Monday, March 29, 2010

Partially Buried

Preparing for his stay at Walden Pond, Henry David Thoreau paid a visit to an Irish railroad worker, James Collins, with a view to buying Collins’s shanty for boards. “It was of small dimensions,” Thoreau comments, but not much could be seen of it since dirt was “raised five feet all around as if it were a compost heap” (29). Striking a bargain with Collins, Thoreau unearths the cabin the next morning, dismantles it and removes the materials to the pondside.

Robert Smithson’s Partially Buried Woodshed was created at Kent State University in Ohio during an arts festival in January 1970. The shed, part of an abandoned farm owned by the university and used as a storage space for dirt, gravel and firewood, had twenty loads of earth from a construction site piled on top of it until the central beam snapped from the pressure. The outmoded farm building and the forms of social and economic organisation it invokes are almost but not entirely obliterated by the overturning of earth by modern machinery. The shed becomes an instant ruin, a memorial to the Jeffersonian conviction that the small-scale, self-sustaining agrarian community might be the foundation of American national virtue. Sitting in his own shed in 1845, Thoreau had an idea that such a notion was already history. The once sacred art of husbandry, he complains, is now “pursued with irreverent haste and heedlessness by us, our object being to have large farms and large crops merely [...]. By avarice and selfishness, a grovelling habit, from which none of us is free, of regarding the soil as property, or the means of acquiring property chiefly, the landscape is deformed, husbandry is degraded with us, and the farmer leads the meanest of lives. He knows Nature but as a robber” (103).

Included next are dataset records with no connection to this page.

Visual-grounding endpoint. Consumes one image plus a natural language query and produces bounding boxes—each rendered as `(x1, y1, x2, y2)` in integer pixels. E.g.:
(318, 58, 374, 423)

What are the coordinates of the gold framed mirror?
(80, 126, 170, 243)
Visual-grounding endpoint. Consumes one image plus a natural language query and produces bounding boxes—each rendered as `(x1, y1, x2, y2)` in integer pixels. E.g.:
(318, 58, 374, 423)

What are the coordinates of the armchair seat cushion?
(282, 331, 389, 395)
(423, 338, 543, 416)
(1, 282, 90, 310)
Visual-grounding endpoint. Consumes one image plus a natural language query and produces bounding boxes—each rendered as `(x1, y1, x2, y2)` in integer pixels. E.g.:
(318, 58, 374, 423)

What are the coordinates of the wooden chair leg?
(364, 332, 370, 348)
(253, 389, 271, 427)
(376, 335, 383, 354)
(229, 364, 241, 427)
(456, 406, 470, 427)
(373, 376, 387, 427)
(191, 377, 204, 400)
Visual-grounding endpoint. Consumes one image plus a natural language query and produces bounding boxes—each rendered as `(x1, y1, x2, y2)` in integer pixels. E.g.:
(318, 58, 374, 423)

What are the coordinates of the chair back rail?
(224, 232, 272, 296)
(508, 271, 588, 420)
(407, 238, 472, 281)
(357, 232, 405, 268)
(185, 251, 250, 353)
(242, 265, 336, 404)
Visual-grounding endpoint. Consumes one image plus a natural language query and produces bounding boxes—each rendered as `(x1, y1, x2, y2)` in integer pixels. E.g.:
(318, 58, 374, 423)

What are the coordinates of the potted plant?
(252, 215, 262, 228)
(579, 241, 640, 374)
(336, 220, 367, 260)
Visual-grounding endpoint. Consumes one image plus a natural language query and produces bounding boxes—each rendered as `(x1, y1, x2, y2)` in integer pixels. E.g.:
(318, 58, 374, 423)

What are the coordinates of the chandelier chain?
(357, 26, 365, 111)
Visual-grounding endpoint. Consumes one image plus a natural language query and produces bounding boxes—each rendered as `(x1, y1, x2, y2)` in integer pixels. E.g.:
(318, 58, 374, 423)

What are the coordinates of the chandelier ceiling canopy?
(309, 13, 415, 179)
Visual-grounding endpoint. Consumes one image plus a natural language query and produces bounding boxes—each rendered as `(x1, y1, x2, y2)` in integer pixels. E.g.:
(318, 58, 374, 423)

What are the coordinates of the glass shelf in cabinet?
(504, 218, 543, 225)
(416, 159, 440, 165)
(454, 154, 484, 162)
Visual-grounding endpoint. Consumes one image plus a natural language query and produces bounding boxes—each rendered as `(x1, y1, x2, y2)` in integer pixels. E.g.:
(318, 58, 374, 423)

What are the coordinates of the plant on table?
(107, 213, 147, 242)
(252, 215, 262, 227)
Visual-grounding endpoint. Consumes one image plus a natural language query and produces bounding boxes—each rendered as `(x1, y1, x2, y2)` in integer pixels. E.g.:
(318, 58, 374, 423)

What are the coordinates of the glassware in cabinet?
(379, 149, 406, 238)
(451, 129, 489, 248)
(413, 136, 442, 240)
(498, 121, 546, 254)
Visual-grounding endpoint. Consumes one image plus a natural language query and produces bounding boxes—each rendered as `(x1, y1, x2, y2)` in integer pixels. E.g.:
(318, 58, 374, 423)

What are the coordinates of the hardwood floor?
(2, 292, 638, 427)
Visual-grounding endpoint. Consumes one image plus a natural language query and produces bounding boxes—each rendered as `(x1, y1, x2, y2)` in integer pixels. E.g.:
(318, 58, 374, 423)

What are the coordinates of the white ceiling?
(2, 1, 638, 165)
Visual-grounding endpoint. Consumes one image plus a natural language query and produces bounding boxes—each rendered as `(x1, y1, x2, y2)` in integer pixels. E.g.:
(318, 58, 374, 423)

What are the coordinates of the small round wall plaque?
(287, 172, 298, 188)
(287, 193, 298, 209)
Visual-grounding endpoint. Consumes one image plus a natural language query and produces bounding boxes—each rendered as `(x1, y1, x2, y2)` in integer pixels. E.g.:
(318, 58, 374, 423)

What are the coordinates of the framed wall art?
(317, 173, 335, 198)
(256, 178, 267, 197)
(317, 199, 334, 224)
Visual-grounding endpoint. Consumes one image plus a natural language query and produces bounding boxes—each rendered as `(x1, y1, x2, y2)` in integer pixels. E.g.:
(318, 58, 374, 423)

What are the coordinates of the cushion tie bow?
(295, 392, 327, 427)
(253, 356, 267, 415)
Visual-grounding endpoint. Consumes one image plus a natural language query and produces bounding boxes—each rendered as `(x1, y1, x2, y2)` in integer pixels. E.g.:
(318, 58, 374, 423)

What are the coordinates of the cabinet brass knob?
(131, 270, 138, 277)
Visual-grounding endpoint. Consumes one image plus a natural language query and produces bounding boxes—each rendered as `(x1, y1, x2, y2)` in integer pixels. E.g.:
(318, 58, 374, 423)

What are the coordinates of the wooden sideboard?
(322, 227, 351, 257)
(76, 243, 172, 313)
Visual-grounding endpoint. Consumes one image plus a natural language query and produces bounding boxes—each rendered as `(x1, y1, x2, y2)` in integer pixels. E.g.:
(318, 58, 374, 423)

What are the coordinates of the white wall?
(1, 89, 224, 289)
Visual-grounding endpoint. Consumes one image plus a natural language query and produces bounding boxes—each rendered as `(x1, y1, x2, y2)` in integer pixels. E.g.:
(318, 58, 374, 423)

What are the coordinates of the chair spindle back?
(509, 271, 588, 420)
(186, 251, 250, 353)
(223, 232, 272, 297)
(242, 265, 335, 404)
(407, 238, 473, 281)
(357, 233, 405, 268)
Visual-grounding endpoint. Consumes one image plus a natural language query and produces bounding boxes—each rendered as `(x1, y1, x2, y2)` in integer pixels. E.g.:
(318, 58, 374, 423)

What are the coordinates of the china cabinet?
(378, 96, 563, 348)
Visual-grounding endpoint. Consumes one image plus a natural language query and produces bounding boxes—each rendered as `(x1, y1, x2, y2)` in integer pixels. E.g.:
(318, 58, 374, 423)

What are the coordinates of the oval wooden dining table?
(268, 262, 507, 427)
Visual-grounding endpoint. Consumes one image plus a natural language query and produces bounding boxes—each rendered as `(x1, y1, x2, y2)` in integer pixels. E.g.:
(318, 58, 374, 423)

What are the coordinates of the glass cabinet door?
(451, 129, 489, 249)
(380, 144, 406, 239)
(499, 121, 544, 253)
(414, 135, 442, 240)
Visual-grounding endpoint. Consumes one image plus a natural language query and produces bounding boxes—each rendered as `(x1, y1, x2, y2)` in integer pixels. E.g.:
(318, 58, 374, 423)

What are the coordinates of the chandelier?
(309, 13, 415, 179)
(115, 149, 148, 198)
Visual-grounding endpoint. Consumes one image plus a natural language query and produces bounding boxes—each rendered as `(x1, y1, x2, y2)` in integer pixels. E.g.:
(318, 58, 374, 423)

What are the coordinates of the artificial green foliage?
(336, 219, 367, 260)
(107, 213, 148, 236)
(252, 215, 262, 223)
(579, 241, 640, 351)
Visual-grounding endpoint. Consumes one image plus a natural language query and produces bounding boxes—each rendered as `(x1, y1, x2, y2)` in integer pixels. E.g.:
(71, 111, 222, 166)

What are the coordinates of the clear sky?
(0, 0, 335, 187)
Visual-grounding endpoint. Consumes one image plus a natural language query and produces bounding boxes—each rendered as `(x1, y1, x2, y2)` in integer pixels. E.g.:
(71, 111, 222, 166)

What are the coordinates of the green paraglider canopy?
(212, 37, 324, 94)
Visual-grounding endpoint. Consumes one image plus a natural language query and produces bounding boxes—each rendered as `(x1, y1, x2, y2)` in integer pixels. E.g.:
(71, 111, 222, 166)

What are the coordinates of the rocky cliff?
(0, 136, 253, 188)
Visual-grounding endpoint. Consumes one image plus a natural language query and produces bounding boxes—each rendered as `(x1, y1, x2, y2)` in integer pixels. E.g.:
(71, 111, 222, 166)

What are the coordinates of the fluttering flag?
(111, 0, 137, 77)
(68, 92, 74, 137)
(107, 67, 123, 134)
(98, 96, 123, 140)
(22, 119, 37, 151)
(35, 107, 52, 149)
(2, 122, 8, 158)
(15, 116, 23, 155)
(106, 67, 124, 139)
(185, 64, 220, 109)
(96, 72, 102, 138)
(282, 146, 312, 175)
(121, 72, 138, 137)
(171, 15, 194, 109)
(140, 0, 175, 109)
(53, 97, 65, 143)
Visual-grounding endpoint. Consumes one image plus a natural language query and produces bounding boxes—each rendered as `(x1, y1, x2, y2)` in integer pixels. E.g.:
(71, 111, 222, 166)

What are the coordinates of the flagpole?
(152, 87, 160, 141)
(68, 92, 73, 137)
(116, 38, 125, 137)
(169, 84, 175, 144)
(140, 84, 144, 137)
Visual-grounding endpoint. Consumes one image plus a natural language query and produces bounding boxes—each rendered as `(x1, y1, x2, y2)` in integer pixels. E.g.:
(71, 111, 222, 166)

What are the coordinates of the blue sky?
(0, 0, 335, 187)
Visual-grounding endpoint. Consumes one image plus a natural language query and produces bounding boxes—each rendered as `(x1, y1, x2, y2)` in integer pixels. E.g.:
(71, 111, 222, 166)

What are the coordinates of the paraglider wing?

“It’s a Mud Mud Mud World” read the headline of a dismissive article in the local press following the completion of Partially Buried Woodshed (RS, 307). Mud had preoccupied Smithson since at least 1968, though it was too cold at Kent State for mud to flow and earth had to be used instead. In an essay for Artforum, “A Sedimentation of the Mind: Earth Projects” (1968), Smithson envisions a disintegration of the “earth’s surface and the figments of the mind,” with “[v]arious agents, both fictional and real, somehow trad[ing] places with each other –– one cannot avoid muddy thinking when it comes to earth projects, or what I will call ‘abstract geology’” (RS, 100). “Muddy thinking” for Smithson does not mean confused thinking. Instead, mud works as a solvent that collapses the distinction between mental and physical processes to produce a kind of materialist negative capability, with thought a form of entropic power that acts upon secure knowledge and wears it down: "One’s mind and the earth are in a constant state of erosion, mental rivers wear away abstract banks, brain waves undermine cliffs of thought, ideas decompose into stones of unknowing, and conceptual crystallizations break apart into deposits of gritty reason .[...] This movement seems motionless, yet it crushes the landscape of logic under glacial reveries" (RS, 100).


Thoreau, Henry David. Walden, or Life in the Woods (Radford, VA: Wilder, 2008).
Flam, Jack, ed. Robert Smithson: Collected Writings (Berkeley: University of California Press, 1996).